ASTM D422 and D2487 define the standard for soil classification in the United States, and nowhere in the Valley is that more critical than on the alluvial fans and caliche layers beneath Mesa. The city stretches across former river terraces of the Salt River, where grain size distribution can shift from coarse gravels to fat clays within a single building lot. Our team performs the full grain size analysis—sieve plus hydrometer—to produce a precise particle size distribution curve that feeds directly into USCS classification. For sites near the Superstition Freeway or out in Eastmark, where desert pavement and cemented soils dominate, we often pair this test with test pits to capture undisturbed gradations from depth. Mesa’s 504,000 residents live atop soils that range from sandy loam to highly plastic clay, and classification errors here can mean the difference between a stable foundation and a heaving slab.
A grain size curve without the hydrometer fraction is a half-finished story—especially in Mesa, where the clay content often controls everything from footing design to drainage strategy.
Our approach and scope
Mesa’s arid climate, with just 9 inches of annual rainfall, creates a deceptive surface crust that masks what lies beneath. The upper soils are often wind-deposited silts with low plasticity, but at depths of 3 to 6 feet, residual clays from decomposed basalt flows of the Superstition Mountains can appear. This contrast demands a full hydrometer analysis—not just a sieve stack—to quantify the silt and clay fraction below the No. 200 sieve. Our lab runs ASTM D422 with sodium hexametaphosphate dispersion, measuring hydrometer readings at 15, 30, 60, 240, and 1440 minutes to capture the full sedimentation curve. When expansive clays are suspected, we recommend complementing the grain size analysis with
Atterberg limits to determine the plasticity index, because a silty sand and a clayey sand may share similar gradations but behave entirely differently under moisture changes. The combined data set gives the geotechnical engineer everything needed for a defensible USCS classification per ASTM D2487.
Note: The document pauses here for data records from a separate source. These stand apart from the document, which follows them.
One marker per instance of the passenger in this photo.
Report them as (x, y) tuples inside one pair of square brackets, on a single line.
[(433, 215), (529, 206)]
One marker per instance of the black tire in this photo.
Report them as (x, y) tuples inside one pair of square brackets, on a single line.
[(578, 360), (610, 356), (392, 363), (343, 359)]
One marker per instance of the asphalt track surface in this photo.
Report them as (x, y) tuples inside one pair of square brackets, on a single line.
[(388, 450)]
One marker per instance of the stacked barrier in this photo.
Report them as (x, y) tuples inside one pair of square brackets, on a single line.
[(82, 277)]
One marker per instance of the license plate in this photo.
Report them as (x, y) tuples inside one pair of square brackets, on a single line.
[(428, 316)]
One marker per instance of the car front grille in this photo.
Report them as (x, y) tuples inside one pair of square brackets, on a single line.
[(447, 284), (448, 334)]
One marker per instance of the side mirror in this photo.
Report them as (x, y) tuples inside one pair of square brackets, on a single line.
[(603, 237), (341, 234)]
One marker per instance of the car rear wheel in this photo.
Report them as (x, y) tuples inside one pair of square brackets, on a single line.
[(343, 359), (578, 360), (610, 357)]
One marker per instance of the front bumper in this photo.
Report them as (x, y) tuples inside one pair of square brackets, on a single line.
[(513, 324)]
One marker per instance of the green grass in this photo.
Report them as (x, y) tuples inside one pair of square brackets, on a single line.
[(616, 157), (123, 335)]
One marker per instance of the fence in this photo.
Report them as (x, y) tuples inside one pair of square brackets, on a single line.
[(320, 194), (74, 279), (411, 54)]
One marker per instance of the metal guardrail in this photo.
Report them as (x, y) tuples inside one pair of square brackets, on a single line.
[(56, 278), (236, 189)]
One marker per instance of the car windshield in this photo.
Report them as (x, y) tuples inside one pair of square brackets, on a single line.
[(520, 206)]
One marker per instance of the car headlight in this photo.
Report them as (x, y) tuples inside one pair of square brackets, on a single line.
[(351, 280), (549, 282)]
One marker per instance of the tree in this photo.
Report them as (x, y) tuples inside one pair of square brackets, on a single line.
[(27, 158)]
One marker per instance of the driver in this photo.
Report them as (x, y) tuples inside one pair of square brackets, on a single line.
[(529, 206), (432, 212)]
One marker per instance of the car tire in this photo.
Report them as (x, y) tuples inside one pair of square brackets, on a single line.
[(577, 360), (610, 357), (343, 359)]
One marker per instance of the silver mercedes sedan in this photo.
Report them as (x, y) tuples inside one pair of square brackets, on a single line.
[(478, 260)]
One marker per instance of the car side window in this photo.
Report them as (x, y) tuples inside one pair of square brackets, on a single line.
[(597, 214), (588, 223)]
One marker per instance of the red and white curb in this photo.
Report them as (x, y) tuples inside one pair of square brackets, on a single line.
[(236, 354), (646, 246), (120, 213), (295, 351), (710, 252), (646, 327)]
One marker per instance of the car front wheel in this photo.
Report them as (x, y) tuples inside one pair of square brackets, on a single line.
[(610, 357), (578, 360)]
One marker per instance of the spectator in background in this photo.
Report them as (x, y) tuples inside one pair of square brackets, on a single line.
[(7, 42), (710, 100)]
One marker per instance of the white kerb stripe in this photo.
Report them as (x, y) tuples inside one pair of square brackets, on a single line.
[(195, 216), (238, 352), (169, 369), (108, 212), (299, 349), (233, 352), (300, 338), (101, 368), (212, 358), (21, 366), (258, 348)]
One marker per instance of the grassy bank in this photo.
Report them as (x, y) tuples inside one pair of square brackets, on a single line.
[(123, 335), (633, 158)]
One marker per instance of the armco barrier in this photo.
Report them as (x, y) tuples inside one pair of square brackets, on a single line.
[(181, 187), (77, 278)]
Local geotechnical context
Soil profiles in West Mesa—near the old river channels—tend toward clean sands and gravels with low fines content, which drain well but can be loose and subject to settlement. Move east toward Apache Junction, and you encounter basin-fill deposits with higher clay fractions that swell when wetted. A grain size analysis that skips the hydrometer on a clay-rich sample will classify the soil as a silt, missing the expansive potential entirely. We have seen projects where a simple sieve-only analysis classified a soil as SM (silty sand), but the hydrometer revealed 22% clay fraction, reclassifying it as SC (clayey sand) with significant heave risk. In Mesa’s construction environment, that reclassification changes the entire foundation recommendation—from a standard slab-on-grade to a post-tensioned slab or drilled pier system. The cost of the full analysis is negligible compared to the cost of repairing differential heave across a 2,500-square-foot home.
Regulatory framework
ASTM D422 – Standard Test Method for Particle-Size Analysis of Soils, ASTM D2487 – Standard Practice for Classification of Soils for Engineering Purposes (Unified Soil Classification System), ASTM D1140 – Standard Test Methods for Determining the Amount of Material Finer than 75-μm (No. 200) Sieve, ASTM D4318 – Standard Test Methods for Liquid Limit, Plastic Limit, and Plasticity Index of Soils, AASHTO T88 – Standard Method of Test for Particle Size Analysis of Soils, AASHTO M145 – Standard Specification for Classification of Soils and Soil-Aggregate Mixtures for Highway Construction Purposes
Common questions
What is the cost for a grain size analysis with hydrometer in Mesa?
A complete sieve plus hydrometer analysis per ASTM D422 runs between US$100 and US$220 per sample, depending on whether we are testing a single sample or a batch from the same site. Projects with five or more samples typically qualify for volume pricing. The sieve-only portion is lower, but we strongly recommend the full package for any Mesa soil with visible fines.
How long does the hydrometer portion take?
The hydrometer sedimentation test runs for a minimum of 24 hours to capture the full clay fraction curve. We take readings at standardized time intervals per ASTM D422, and the data reduction—applying temperature corrections, meniscus corrections, and effective depth calculations—takes an additional hour. Combined with the sieve analysis and report preparation, the standard turnaround is 3 business days.
Do I need the hydrometer if my soil looks sandy?
Almost always yes, especially in Mesa. Many soils here appear sandy in the field but contain 10 to 20 percent fines that control the engineering behavior. The hydrometer is the only way to quantify the silt versus clay split, and that split determines whether your soil is frost-susceptible, moisture-sensitive, or expansive. Skipping it on a borderline soil is the most common reason we see foundation problems in East Valley subdivisions.
What sample size do you need for the full analysis?
We require a minimum of 500 grams of dry soil for the full sieve-plus-hydrometer package. For soils that are predominantly fine-grained, 200 grams is sufficient. Samples should be sealed in a plastic bag immediately after collection to preserve the natural moisture content, and we prefer that you deliver them to our Mesa drop-off location within 24 hours of sampling.